AWS: Can I give a Lambda function inside a VPC access to a public Websockets API Gateway?

Question

I have a public API in API Gateway using Websockets protocol. I'm storing its connection IDs in a datastore inside my VPC, and trying to write a Lambda to read those connection IDs and then send data to each of them - using await apigwManagementApi.postToConnection({ ConnectionId: connectionId, Data: postData }).promise();. This times out - the Lambda is unable to send messages to the API gateway. So I tried adding a Gateway to execute-api: aws ec2 create-vpc-endpoint --vpc-id vpc-xyz --vpc-endpoint-type Interface --service-name com.amazonaws.eu-west-1.execute-api --subnet-ids subnet-xyz --security-group-id sg-xyz.
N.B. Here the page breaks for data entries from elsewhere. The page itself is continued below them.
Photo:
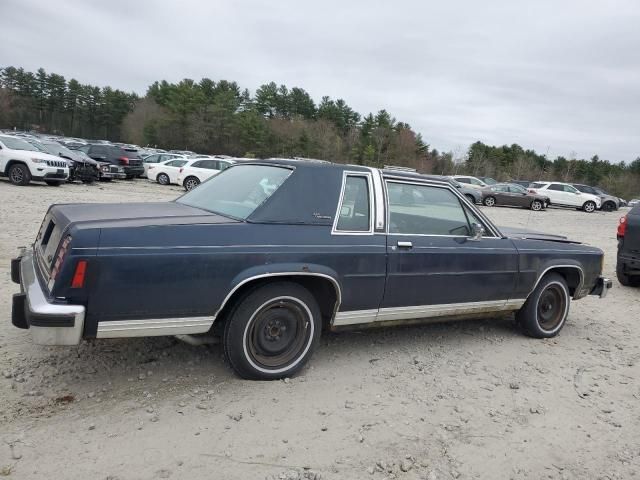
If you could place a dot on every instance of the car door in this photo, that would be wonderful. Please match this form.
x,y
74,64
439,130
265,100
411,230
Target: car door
x,y
556,193
172,169
433,264
518,196
501,194
573,196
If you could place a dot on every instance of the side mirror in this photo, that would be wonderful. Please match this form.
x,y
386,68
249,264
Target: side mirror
x,y
477,232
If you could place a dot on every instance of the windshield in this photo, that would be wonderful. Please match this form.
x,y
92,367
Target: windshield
x,y
237,191
18,144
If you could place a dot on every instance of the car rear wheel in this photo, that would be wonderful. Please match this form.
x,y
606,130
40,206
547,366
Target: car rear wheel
x,y
272,332
163,179
19,174
546,310
589,206
489,201
190,183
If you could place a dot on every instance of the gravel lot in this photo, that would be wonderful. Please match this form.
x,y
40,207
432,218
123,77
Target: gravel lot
x,y
460,400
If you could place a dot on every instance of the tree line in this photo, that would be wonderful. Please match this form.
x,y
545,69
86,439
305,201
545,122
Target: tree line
x,y
221,117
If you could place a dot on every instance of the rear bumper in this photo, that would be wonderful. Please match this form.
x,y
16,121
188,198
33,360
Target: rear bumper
x,y
603,285
50,323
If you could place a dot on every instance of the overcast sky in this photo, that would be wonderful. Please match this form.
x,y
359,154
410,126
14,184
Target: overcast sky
x,y
562,76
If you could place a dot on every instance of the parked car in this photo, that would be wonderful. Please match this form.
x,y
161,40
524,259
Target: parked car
x,y
512,195
22,163
565,195
472,182
194,173
608,203
157,158
267,254
166,173
522,183
628,261
81,167
115,155
488,180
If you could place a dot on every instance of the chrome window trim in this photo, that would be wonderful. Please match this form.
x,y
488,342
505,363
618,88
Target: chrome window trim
x,y
356,317
463,204
379,199
351,173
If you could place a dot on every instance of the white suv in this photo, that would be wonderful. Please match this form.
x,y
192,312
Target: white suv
x,y
565,195
23,162
470,181
194,173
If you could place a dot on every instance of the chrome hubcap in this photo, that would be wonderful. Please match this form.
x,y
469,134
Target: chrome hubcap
x,y
16,175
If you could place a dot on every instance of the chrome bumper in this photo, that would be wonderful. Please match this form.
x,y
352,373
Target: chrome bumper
x,y
50,323
603,285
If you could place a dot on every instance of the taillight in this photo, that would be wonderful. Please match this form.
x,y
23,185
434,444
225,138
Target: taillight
x,y
62,252
78,276
622,226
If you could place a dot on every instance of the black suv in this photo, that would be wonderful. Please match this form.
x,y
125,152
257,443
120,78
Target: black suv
x,y
129,159
628,266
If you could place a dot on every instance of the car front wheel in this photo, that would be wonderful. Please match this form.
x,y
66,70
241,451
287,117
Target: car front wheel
x,y
489,201
272,332
546,310
19,174
589,206
163,179
190,183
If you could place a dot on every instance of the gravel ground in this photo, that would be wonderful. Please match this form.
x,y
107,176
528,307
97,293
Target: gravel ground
x,y
459,400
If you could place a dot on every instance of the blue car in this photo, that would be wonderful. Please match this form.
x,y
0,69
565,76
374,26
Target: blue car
x,y
267,254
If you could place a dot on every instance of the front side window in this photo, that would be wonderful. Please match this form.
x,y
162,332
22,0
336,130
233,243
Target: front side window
x,y
517,189
425,210
354,213
175,163
237,192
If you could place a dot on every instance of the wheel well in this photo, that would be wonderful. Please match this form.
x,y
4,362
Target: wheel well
x,y
324,291
571,275
10,163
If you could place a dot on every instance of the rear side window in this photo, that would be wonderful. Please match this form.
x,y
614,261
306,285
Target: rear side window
x,y
354,212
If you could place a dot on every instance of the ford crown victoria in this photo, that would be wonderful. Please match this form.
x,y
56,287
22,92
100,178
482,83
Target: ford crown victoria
x,y
269,253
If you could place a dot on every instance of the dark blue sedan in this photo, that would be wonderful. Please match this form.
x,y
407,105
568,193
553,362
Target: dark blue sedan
x,y
269,253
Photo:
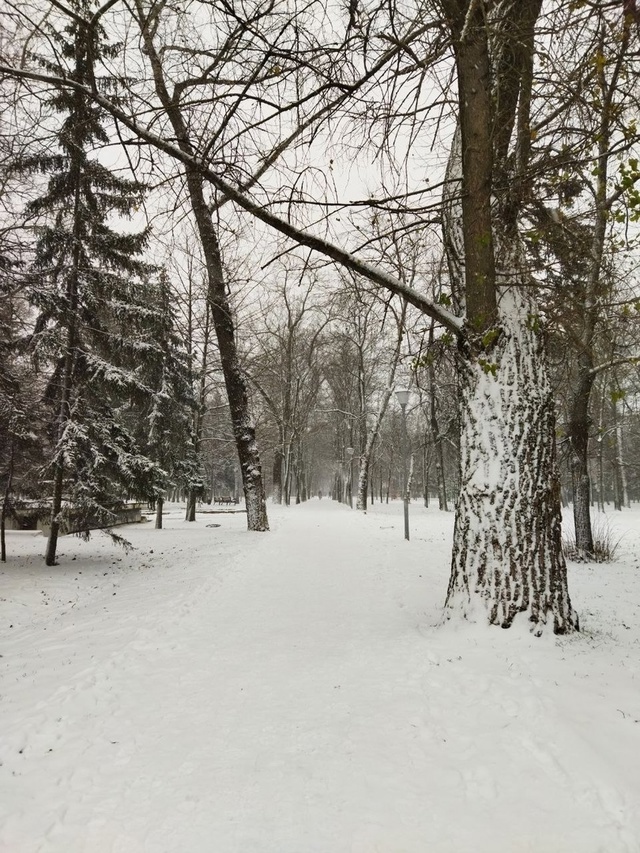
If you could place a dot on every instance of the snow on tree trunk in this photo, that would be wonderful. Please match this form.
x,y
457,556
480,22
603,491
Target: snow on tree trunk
x,y
578,433
507,556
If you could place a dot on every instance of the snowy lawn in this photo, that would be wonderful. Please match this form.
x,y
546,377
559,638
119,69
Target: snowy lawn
x,y
215,691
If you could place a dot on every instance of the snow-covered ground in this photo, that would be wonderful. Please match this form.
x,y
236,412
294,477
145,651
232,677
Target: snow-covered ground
x,y
216,691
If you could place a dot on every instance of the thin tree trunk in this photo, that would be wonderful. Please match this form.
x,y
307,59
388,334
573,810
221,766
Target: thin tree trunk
x,y
365,456
221,313
64,404
5,506
277,475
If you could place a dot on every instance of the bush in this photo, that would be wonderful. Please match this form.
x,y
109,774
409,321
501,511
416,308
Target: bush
x,y
605,543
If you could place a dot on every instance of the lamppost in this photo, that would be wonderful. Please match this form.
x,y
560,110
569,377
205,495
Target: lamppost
x,y
349,452
403,399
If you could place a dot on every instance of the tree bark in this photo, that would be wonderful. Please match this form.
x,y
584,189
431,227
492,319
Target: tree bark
x,y
507,555
578,434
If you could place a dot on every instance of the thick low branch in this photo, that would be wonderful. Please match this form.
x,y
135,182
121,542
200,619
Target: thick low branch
x,y
303,238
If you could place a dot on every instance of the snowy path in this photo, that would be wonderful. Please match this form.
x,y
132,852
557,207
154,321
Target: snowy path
x,y
222,692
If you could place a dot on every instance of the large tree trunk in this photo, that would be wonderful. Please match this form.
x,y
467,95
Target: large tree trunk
x,y
507,555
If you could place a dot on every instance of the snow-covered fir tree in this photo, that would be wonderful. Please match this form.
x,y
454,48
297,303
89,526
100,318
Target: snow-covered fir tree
x,y
83,270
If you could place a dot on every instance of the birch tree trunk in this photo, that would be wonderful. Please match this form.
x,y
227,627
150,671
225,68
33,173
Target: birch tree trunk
x,y
219,304
507,557
507,553
372,435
Now I get ForbiddenException: Forbidden thrown by my calls to apigwManagementApi.

I've tried looking at the docs for the execute-api Gateway, but the doc for Interfaces https://docs.aws.amazon.com/vpc/latest/userguide/vpce-interface.html points to https://docs.aws.amazon.com/apigateway/latest/developerguide/apigateway-private-apis.html and leads to creating private APIs - I don't want this, I need my API to be public.

I think I might be able to use a resource policy usually https://docs.aws.amazon.com/apigateway/latest/developerguide/apigateway-resource-policies-examples.html But this is a websocket API so these instructions don't work as they don't have a resource policies option.

Answer 1

I asked about this on the AWS Slack and it's not possible to use resource policies and would add a lot of networking complexity: https://awsdevelopers.slack.com/archives/C6LDW0BC3/p1570618074008500

From an AWS dev in that thread:

hey there - when Lambda is VPC enabled, its subject to all routing rules of your VPC and Subnet.

To hit any public resource, you will need a NAT GW, routing rules, and SG setting to allow communication.

Resource polices will not work.

Answer 2

I had the same problem - this document explains the reason for it (https://aws.amazon.com/premiumsupport/knowledge-center/api-gateway-vpc-connections/).

To fix it you need to add an edge-optimized custom domain name, which entails the following:

• Add a certificate into AWS ACM (you'll need the cert, private key and provider root cert) into us-east-1 ACM manager (you have to add it to us-east-1 to see it in the edge-optimized cert list).

• In the API Gateway console go to Custom Domain Names and Create a new one.

• Set your domain name, leave the type as edge-optimized and apply the cert that you just created

• Once the domain is set up (it takes around 40 minutes) you can add base path mappings to send traffic to your apis / stages.